February has been a good month for philandering men everywhere with the launch of the Alibi fragrance range. The perfumes have been cunningly designed to corroborate the best worn excuses of the unfaithful spouse.

A new innovation from South African strip club Mavericks, the range includes ‘My Car Broke Down’ (a heady mix of engine oil and burnt rubber) and ‘Working late’ (a subtle fusion of cold coffee and coagulated ink).

Now your red-blooded male can glut his voracious libido on an entourage of exotic women, and, after dousing himself in the magic elixir, slip home to his adoring wife without arousing suspicion.

Hang on all you cynics out there shouting “it’ll never work!” (not least because nocturnal office work isn’t exactly known for an aroma overpowering enough to allay the doubts of a woman probably well aware she’s married to a louse). The Alibi range is already a global smash, with men from Europe to the Far East chomping at the bit to place their orders.

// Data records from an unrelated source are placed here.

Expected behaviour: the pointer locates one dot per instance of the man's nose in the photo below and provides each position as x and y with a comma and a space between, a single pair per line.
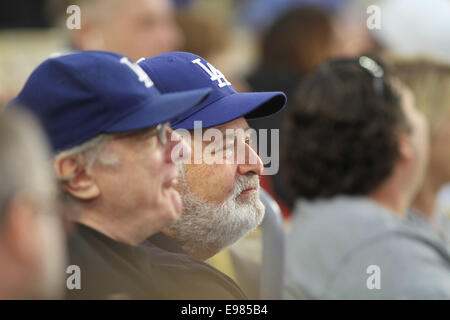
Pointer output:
177, 149
252, 164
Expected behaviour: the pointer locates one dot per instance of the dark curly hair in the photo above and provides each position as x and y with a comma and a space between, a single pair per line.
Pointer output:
341, 131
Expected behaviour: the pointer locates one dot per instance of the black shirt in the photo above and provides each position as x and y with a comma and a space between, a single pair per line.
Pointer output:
110, 269
189, 277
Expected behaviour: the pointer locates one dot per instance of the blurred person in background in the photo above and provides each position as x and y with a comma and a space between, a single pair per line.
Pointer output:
398, 34
32, 244
430, 82
141, 28
107, 126
296, 43
356, 156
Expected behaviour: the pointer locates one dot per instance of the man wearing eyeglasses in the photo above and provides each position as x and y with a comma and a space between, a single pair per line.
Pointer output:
113, 154
357, 149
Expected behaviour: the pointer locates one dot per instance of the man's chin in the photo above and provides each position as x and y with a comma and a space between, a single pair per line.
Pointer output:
173, 200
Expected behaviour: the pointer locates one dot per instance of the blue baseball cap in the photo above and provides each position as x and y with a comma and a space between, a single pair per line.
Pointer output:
178, 71
81, 95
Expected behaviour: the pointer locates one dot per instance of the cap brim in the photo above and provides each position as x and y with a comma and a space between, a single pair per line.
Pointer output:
164, 108
251, 105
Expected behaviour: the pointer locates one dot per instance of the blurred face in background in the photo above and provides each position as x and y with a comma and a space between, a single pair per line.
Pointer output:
136, 29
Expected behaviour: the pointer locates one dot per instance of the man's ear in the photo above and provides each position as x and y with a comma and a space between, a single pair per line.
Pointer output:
89, 36
79, 182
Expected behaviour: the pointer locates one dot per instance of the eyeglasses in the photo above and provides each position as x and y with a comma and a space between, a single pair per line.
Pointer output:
375, 70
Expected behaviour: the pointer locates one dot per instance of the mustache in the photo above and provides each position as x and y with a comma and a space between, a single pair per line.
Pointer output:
245, 182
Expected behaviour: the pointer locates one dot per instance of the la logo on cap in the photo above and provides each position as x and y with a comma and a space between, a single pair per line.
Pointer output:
215, 74
142, 76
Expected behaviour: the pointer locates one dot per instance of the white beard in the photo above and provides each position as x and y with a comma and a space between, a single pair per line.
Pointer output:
206, 227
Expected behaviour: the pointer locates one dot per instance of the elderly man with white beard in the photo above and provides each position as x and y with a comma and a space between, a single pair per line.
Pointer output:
221, 197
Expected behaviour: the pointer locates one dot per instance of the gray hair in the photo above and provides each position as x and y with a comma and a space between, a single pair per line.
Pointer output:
24, 161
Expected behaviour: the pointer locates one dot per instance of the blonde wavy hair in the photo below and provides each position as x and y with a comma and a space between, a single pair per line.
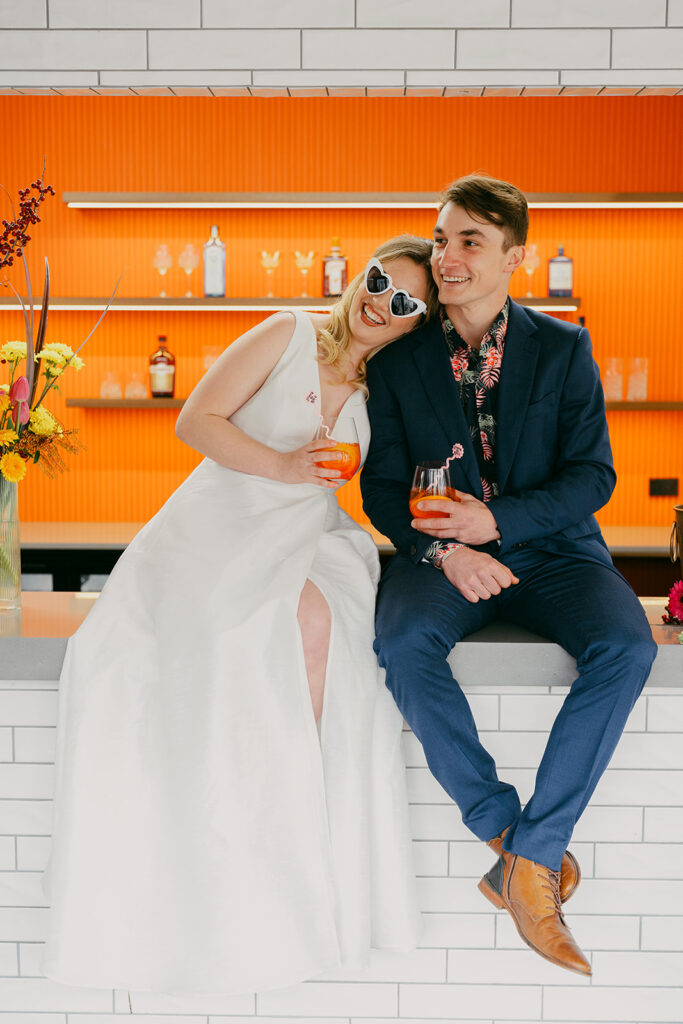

Strip club owner and man behind the idea, Shane Harrison, confesses he never expected it to take off. But, he says, “Men seem desperate to get their hands on the stuff”.

It can only be a matter of days before Harrison receives the call from MI5, eager to harness the prototype for future high-scale sleuth operations.

So why isn’t Harrison more elated at his new found global notoriety?

Now the plot thickens. Rewind to last week and Harrison is up in court fighting to keep Mavericks open after accusations that he has been mistreating his dancers.

A South African high court ordered the Human Rights Commission to probe Mavericks on suspicion of inhumane employment conditions and links to human trafficking.

A Home Affairs report said Mavericks regards its workers as independent contractors rather than employees and requires them to pay the equivalent of £165 each night to dance. It should be noted this is the same practice used by strip clubs in the UK.

And what was Harrison’s defence? He claimed if they decided to cancel his permit, Mavericks would “go broke”.

We can only assume that High Court Judge Siraj Desai must have been reading the global news that day, awash with accounts of a certain strip club’s lucrative new perfume range. In response to Harrison’s claim that Mavericks was tottering on the brink of financial ruin, Judge Desai observed “it appears that there is no merit to this submission”.

As the world’s media was banging down Harrison’s door for an exclusive quote from South Africa’s answer to Hugh Heffner, our hapless entrepreneur was hiding behind the sofa praying they’d go away.

So what’s the moral of the story? If you happen to be a filthy rich strip club owner too greedy to pay decent wages and living conditions for your dancers, don’t try and dodge high court charges by pretending to be skint. Especially not if news of your club’s corporate success is splashed across the papers in the very same week.

I’ll spare you a tirade against the men who read about the Alibi perfumes and leapt to their laptops, credit cards in hand. These men are disguising such a crippling deficit of self-respect that anything I could say would pale in comparison to the little voice inside their own head when they close their eyes at night.

But I will say this; the success of the Alibi range has far more to do with male social posturing than it has to do with any genuine attempt to deceive a lover.

The myth of the all-conquering male libido is one shared between groups of men and we can see it in the boasting, fabricated banter of teenage boys and the men who travel in packs to strip clubs and brothels.

Back in the real world, statistics suggest that women are quickly catching up with men in the infidelity stakes. Whether this is because men have taken to slyly smothering themselves in the smell of engine oil to cover their transgressions, we can never know.